A mountain settlement consists of all who get their mail at the same place. Ours was made up of forty-two households (about two hundred souls) scattered over an area eight miles long by two wide. These are air-line measurements. All roads and trails “wiggled and wingled around” so that some families were several miles from a neighbor. Fifteen homes had no wagon road, and could be reached by no vehicle other than a narrow sled. Quill Rose had not even a sledpath, but journeyed full five miles by trail to the nearest wagon road.
Medlin itself comprised two little stores built of rough planks and bearing no signs, a corn mill, and four dwellings. A mile and a half away was the log schoolhouse, which, once or twice a month, served also as church. Scattered about the settlement were seven tiny tub-mills for grinding corn, some of them mere open sheds with a capacity of about a bushel a day. Most of the dwellings were built of logs. Two or three, only, were weatherboarded frame houses and attained the dignity of a story and a half.

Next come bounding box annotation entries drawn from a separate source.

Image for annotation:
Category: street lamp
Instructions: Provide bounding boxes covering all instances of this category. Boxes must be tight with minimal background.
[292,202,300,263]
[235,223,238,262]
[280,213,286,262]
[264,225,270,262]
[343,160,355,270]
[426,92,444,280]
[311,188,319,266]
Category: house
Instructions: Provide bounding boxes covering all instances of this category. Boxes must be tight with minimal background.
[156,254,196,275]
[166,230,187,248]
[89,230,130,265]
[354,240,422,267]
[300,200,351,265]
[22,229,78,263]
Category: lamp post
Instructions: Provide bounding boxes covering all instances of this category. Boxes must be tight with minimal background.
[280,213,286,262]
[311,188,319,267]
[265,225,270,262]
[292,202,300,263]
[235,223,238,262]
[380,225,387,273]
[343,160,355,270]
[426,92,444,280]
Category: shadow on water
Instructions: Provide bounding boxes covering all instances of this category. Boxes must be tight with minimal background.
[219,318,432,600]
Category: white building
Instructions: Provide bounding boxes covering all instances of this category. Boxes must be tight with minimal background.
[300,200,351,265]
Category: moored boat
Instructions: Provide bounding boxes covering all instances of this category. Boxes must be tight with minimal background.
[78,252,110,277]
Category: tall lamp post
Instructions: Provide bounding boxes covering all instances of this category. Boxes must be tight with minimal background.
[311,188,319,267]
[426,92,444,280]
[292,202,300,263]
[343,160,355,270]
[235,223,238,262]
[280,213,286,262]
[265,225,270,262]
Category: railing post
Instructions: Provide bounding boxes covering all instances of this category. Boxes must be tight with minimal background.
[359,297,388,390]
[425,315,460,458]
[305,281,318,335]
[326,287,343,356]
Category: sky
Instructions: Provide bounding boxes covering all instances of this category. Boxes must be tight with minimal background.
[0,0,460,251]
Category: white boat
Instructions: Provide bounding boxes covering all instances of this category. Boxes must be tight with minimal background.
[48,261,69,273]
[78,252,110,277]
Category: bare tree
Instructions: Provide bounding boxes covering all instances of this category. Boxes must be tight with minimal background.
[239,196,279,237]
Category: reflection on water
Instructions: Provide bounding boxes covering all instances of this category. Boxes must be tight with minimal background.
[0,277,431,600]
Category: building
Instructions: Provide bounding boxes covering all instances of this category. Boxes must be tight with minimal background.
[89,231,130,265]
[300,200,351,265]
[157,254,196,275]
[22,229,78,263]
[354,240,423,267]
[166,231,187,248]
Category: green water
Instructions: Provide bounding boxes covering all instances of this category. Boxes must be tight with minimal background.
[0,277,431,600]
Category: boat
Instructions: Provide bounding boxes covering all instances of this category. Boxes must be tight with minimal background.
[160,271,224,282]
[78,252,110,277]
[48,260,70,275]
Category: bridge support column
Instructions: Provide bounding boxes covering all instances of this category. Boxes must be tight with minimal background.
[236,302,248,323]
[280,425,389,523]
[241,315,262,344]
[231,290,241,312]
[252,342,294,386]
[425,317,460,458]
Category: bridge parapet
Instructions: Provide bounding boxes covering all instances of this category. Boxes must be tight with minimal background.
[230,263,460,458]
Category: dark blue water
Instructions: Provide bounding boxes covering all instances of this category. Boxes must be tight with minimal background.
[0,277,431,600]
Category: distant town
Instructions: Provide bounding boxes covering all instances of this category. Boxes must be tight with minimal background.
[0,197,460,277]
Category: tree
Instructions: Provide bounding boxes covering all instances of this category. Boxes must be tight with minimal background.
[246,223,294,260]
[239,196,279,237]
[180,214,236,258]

All about us was the forest primeval, where roamed some sparse herds of cattle, razorback hogs, and the wild beasts. Speckled trout were in all the streams. Bears sometimes raided the fields, and wildcats were a common nuisance. Our settlement was a mere slash in the vast woodland that encompassed it.
The post-office occupied a space about five feet square, in a corner of one of the stores. There was a daily mail, by rider, serving four other communities along the way. The contractor for this service had to furnish two horses, working turnabout, pay the rider, and squeeze his own profit, out of $499 a year. In Star Route days the mail was carried afoot, two barefooted young men “toting the sacks on their own wethers” over this thirty-two-mile round trip, for forty-eight cents a day; and they boarded themselves!
In the group that gathered at mail time I often was solicited to “back” envelopes, give out the news, or decipher letters for men who could not read. Several times, in the postmaster’s absence, I registered letters for myself, or for someone else, the law of the nation being suspended by general consent.
Our stores, as I have said, were small, yet many of their shelves were empty. Oftentimes there was no flour to be had, no meat, cereals, canned goods, coffee, sugar, or oil. It excited no comment at all when Old Pete would lean across his bare counter and lament that “Thar’s lots o’ folks a-hurtin’ around hyur for lard, and I ain’t got none.”
I have seen the time when our neighborhood could get no salt nor tobacco without making a twenty-four-mile trip over the mountain and back, in the dead of winter. This was due, partly, to the state of the roads, and to the fact that there would be no wagon available for weeks at a time. Wagoning, by the way, was no sinecure. Often it meant to chop a fallen tree out of the road, and then, with handspikes, “man-power the log outen the way.” Sometimes an axle would break (far upon the mountain, of course); then a tree must be felled, and a new axle made on the spot from the green wood, with no tools but axe and jackknife.
At the Post-Office
Trade was mostly by barter, in which ’coon skins and ginseng had the same rank as in the days of Davy Crockett and Daniel Boone. Long credits were given on anticipated crops; but the risks were great and the market limited by local consumption, as it did not pay to haul bulky commodities to the railroad. Hence it was self-preservation for the storekeepers to carry only a slender stock of essentials and take pains to have little left through unproductive times.